My personal advice is, in writing the application layer code, in addition to the Osspinlock, which one handy. The correctness of the code logic is more important than the performance differences of the several locks. And the performance difference between these few people, most of the time are not aware of.

Of course, we also encounter a few scenarios that require code performance, such as writing the framework, or in a multi-threaded read-and-write shared data scenario, we need to know roughly how much of the loss the lock brings.

Official documentation has a data, using intel-based IMac with a 2 GHz Core Duo processor and 1 GB of RAM running OS X v10.5 test, get the mutex has about 0.2ms loss, we can think The loss of the lock is roughly at the MS level.

Atomic Operations

In fact, in addition to a variety of locks, iOS there is another way to obtain atomicity, Nanjing Lou Feng use atomic Operations, compared to the loss of the lock to a number of orders of magnitude or so, The use of these atomic operations can be seen in some third-party framework code that pursues high performance. These atomic operation can be found in the/usr/include/libkern/osatomic.h:

Like what

_inta + +;
is non-atomic in nature.

and

OSAtomicIncrement32 (& (_inta));
Is atomic, multithreaded secure.

Atomic operation can only be applied to 32-bit or 64-bit data types, and locks are used for scenarios where nsstring or Nsarray objects are used in multithreading.

Most of the atomic operation have osatomicxxx,osatomicxxxbarrier two versions, barrier is the memory barrier mentioned earlier, When there is a dependency between multiple multithreaded variables, the barrier version is used to guarantee the correct dependency order.

For the usual writing application layer multithreading security code, I still recommend that you use @synchronized,nslock, or dispatch_semaphore_t, multithreading security is more important than multithreading performance, should be fully guaranteed in the former, When there is spare time to pursue the latter.

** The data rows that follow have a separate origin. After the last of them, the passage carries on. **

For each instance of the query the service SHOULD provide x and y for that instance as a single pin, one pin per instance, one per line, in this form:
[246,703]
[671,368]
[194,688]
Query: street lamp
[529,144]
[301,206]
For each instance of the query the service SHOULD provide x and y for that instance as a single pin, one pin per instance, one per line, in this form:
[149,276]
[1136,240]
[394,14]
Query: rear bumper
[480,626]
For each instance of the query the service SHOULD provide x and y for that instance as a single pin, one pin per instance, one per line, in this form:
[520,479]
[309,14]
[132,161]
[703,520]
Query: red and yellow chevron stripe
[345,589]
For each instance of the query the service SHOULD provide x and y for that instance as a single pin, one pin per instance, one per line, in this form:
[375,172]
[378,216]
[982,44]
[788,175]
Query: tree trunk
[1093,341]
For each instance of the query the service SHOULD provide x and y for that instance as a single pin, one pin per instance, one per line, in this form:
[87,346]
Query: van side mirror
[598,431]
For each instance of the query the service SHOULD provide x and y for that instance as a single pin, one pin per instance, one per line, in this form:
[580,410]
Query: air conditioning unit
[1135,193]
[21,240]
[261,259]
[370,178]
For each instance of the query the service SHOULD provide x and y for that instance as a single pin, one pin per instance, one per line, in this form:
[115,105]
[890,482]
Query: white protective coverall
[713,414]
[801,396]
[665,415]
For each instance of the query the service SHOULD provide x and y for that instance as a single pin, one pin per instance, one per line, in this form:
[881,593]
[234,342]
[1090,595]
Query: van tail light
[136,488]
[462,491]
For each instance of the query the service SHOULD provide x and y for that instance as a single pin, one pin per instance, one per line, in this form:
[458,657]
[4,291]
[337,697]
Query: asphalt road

Try to avoid multi-threaded design

No matter how much code we have written, Nanjing Lou Feng www.jsgren.com have to admit that multithreading security is a complex problem, as programmers we should avoid multithreaded design as much as possible, rather than pursue the skillful use of locks.

Later I will write an article about functional programming and its core ideas, even if we use non-functional programming language, such as objective C, can greatly help us to avoid the problem of multithreading security.

Summarize

The analysis of multithreading insecurity under iOS is over, how to write multithreaded security code, after all, is still in the memory layout and atomic understanding, but also hope this article will atomic and nonatomic the real difference explained clearly:).

Where is the iOS multithreading in the end unsafe?